Davalı vekili , davacının dava konusu borç ile ilgili icra takip dosyasının iptaline yönelik olarak açtığı menfi tespit davasının reddedilerek Yargıtay denetiminden geçerek kesinleştiğini, davacı aleyhine devam eden icra takibinin kesin aciz belgesine bağlandığını, müvekkilinin açtığı tasarrufun iptali davasının kabul edilip, Yargıtay"ca onanıp kesinleşmesi üzerine 3. şahıs Ali Paşa Şahin aleyhine takibin devam ettirildiğini, muvazalı olarak davacı tarafından adı geçen 3. şahsa satılan taşınmaz üzerine haciz konulup, tüm icra takiplerinin 3. şahıs aleyhine devam ettirildiğini, borç ödenmeden aciz belgesinin işleme konulmadığını, davacının haczin fekki ve takibin iptalini istemeye yasal hakkı bulunmadığını, davacının kötü niyetli olduğunu savunarak, davanın reddini istemiştir.
Mahkemece iddia, savunma ve toplanan delillere göre, davacının talebinin icraca yapılan ihalenin feshi için açılan ve reddedilen davalardaki kesinleşen kararların işlevlerinin ortadan kaldırılmasına yönelik olduğu, talepler hakkında daha önceki tarihlerde verilen ve kesinleşmiş mahkeme kararları bulunduğundan HMK"nın 114/1-i maddesi gereğince kesin hükmün dava şartı olması nedeniyle davanın reddine karar verilmesi gerektiği gerekçesiyle davanın reddine karar verilmiş, hüküm davacı vekilince temyiz edilmiştir.

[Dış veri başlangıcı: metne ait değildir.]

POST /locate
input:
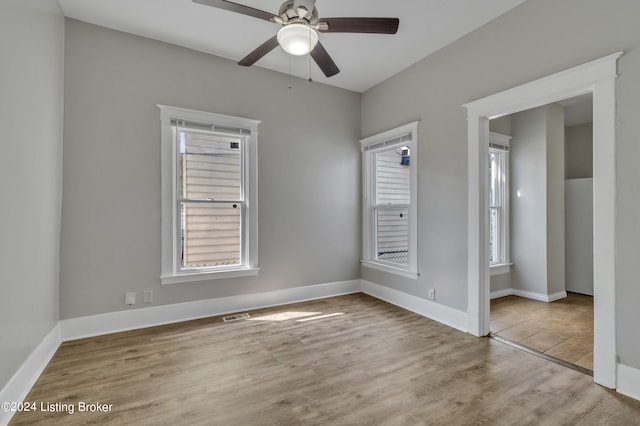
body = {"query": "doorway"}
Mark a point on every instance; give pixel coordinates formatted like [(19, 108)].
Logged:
[(542, 288), (597, 77)]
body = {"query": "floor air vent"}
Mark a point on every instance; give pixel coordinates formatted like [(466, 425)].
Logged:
[(236, 317)]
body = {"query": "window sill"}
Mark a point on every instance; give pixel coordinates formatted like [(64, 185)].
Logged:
[(390, 269), (500, 268), (209, 275)]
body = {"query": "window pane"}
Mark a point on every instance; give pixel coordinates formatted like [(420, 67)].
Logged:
[(392, 239), (493, 179), (392, 178), (210, 234), (494, 236), (209, 166)]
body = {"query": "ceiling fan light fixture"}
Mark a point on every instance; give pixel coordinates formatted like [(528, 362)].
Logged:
[(297, 39)]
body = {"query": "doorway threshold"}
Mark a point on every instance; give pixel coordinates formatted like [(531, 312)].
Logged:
[(542, 355)]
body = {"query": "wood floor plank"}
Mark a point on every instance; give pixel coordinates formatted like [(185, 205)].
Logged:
[(562, 329), (349, 360)]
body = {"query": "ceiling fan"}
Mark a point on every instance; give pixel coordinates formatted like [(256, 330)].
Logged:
[(299, 33)]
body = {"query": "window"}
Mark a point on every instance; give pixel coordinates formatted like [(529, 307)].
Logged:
[(209, 194), (498, 201), (389, 201)]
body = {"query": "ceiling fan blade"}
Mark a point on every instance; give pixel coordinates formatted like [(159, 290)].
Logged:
[(324, 61), (238, 8), (262, 50), (360, 25)]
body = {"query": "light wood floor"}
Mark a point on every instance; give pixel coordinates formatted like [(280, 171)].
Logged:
[(562, 329), (349, 360)]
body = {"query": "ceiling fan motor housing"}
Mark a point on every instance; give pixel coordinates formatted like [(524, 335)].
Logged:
[(302, 11)]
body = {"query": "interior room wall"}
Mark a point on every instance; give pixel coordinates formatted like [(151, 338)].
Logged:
[(31, 110), (579, 151), (555, 199), (494, 58), (309, 170), (528, 157)]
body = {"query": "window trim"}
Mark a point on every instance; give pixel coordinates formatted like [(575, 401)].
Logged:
[(503, 266), (170, 273), (387, 139)]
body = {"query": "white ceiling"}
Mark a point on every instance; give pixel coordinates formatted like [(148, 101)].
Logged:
[(364, 59)]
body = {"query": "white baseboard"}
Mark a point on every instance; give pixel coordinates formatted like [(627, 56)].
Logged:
[(23, 380), (501, 293), (435, 311), (113, 322), (528, 294), (628, 379)]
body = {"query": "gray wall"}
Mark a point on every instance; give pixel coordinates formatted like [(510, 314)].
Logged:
[(555, 198), (537, 200), (309, 170), (579, 151), (31, 108), (536, 39)]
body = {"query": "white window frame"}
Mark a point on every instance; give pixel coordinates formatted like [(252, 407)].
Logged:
[(171, 272), (496, 141), (369, 146)]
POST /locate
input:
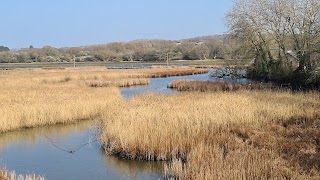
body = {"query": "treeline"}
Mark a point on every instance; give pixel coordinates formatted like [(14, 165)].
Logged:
[(284, 37), (140, 50)]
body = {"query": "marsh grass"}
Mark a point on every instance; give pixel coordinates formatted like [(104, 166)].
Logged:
[(37, 97), (11, 175), (235, 135), (126, 82), (210, 86)]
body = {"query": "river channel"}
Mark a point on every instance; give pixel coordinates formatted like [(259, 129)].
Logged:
[(43, 150)]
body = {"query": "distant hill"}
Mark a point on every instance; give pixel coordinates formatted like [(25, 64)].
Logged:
[(205, 38)]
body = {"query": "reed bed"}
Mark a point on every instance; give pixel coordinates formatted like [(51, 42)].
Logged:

Dosyadaki yazılara kararın dayandığı delillerle gerektirici sebeplere, delillerin takdirinde bir isabetsizlik bulunmamasına göre, davacı vekilinin yerinde görülmeyen bütün temyiz itirazlarının reddiyle usul ve kanuna uygun bulunan hükmün ONANMASINA, vekili Yargıtay duruşmasında hazır bulunan davalı yararına takdir edilen 1.480,00 TL. duruşma vekalet ücretinin davacıdan alınarak davalıya ödenmesine, aşağıda yazılı onama harcının temyiz edenden alınmasına, 09/02/2017 gününde oybirliğiyle karar verildi.